706
Vorschlag 706 von MittwochsMaler, 09. November - 19:51

Jugendplatz in Köln-Nippes

  • Ausgabevorschlag
  • Nippes

Kommentare

Bitte um Konkretisierung

Hinweis der Moderation

Hallo Mittwochsmaler,

vielen Dank für Ihren Beitrag. Zum besseren Verständnis möchte ich Sie gerne bitten, Ihren Vorschlag ein wenig präziser zu beschreiben. Wie sollte der Platz beispielsweise gestaltet sein oder wofür sollte er genutzt werden? Wir freuen uns auf Ihre Rückmeldung.

Beste Grüße
Petra Schröter (Moderation)

Lässt sich der Text zur

Lässt sich der Text zur Konkretisierung direkt unter dem Vorschlag einbauen, aktuell lässt sich nichts mehr ändern. Mfg MittwochsMaler

Konkretisierung

Hinweis der Moderation

Hallo MittwochsMaler,

vielen Dank, dass Sie Ihren Vorschlag konkretisiert haben.
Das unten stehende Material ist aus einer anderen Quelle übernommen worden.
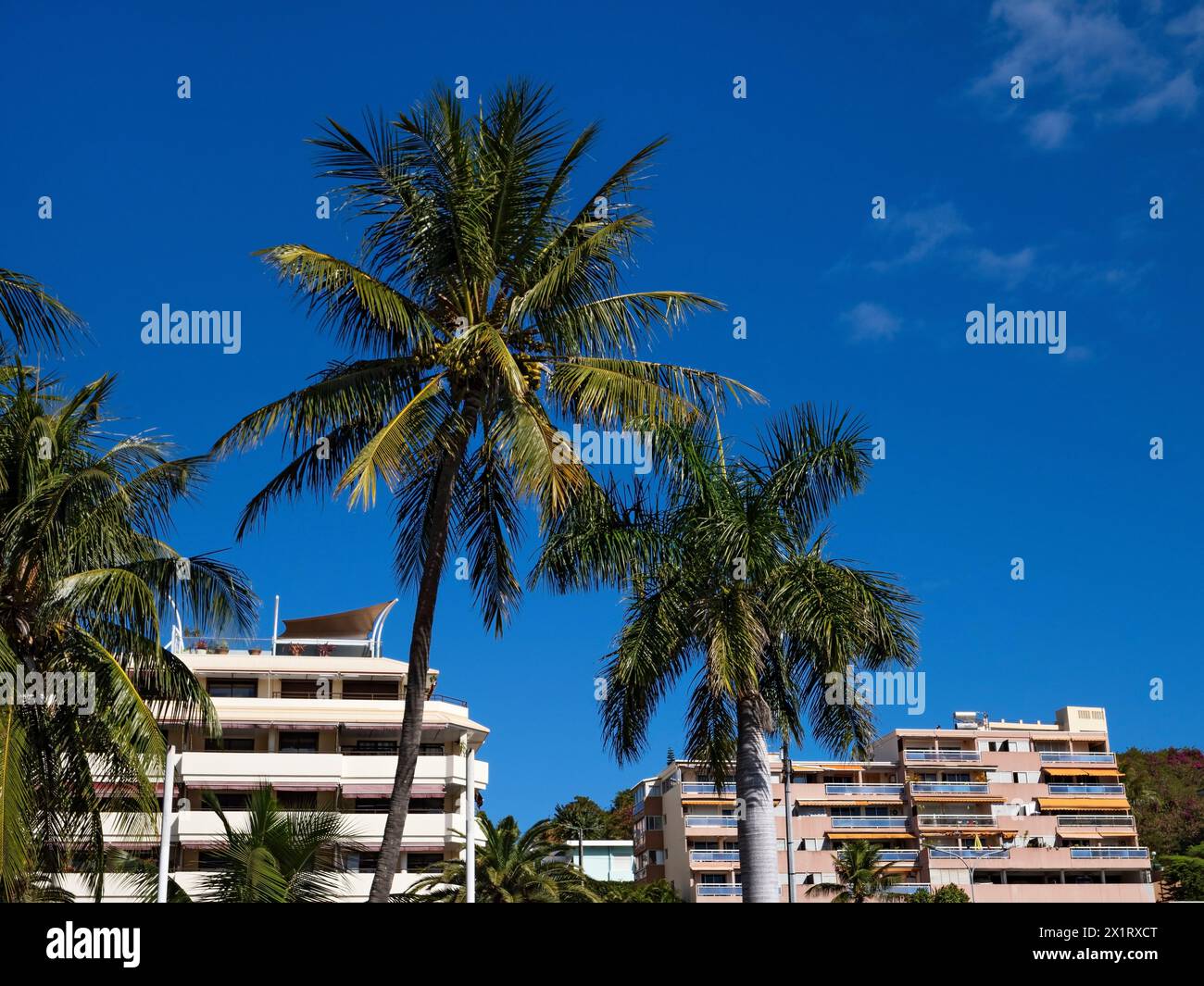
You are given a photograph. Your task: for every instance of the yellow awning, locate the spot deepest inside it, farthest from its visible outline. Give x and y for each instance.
(1084, 805)
(1083, 772)
(879, 837)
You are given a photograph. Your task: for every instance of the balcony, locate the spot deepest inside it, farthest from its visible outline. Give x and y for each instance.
(711, 821)
(1109, 853)
(955, 853)
(868, 821)
(863, 789)
(950, 788)
(703, 790)
(1096, 821)
(714, 855)
(943, 756)
(1059, 757)
(1086, 789)
(898, 855)
(721, 890)
(958, 821)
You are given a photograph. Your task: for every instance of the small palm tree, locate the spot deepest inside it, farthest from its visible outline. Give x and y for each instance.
(280, 857)
(725, 568)
(513, 867)
(85, 574)
(483, 306)
(861, 876)
(32, 315)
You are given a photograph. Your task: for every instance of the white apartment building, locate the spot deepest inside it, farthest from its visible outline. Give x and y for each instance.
(316, 713)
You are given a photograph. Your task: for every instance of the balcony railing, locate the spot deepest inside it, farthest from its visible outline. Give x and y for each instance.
(1096, 821)
(867, 821)
(950, 788)
(1086, 789)
(714, 855)
(862, 789)
(721, 890)
(1060, 757)
(944, 756)
(711, 821)
(898, 855)
(970, 854)
(1109, 853)
(709, 790)
(958, 821)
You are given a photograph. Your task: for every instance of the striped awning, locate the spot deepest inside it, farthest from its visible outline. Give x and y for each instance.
(967, 798)
(1080, 805)
(1083, 772)
(878, 837)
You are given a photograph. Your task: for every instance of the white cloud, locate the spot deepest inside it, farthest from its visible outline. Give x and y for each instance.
(1050, 129)
(870, 323)
(927, 231)
(1084, 56)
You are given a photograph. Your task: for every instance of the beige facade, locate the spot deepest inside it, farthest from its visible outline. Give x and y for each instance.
(1010, 812)
(321, 730)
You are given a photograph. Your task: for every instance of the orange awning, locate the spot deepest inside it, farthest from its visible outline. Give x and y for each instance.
(1080, 805)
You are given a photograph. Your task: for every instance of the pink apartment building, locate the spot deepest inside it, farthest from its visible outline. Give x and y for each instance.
(1010, 812)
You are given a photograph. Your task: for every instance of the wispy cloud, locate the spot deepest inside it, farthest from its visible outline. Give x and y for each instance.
(1087, 60)
(925, 231)
(871, 323)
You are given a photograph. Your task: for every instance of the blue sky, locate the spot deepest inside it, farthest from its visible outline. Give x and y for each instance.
(763, 204)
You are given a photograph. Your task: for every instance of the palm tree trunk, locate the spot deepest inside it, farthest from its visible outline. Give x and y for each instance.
(438, 523)
(758, 828)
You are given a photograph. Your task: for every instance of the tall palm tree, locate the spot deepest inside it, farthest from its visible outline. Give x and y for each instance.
(861, 876)
(482, 304)
(32, 315)
(725, 569)
(84, 576)
(278, 857)
(513, 867)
Leider ist es nicht möglich Ihren Text zur Konkretisierung unter dem Vorschlag einzubauen.

Mit der Bitte um Verständnis,
Moderation Nowzamani

Konkretisierung des Vorschlages

Die Bolz- und Festplatzfläche im Nippeser Tälchen befindet sich momentan in der Neuordnung. Eine verstärkte Nutzung der Platzfläche mit mobilen und teilstationären Angeboten für Kinder und Jugendliche ist vorgesehen.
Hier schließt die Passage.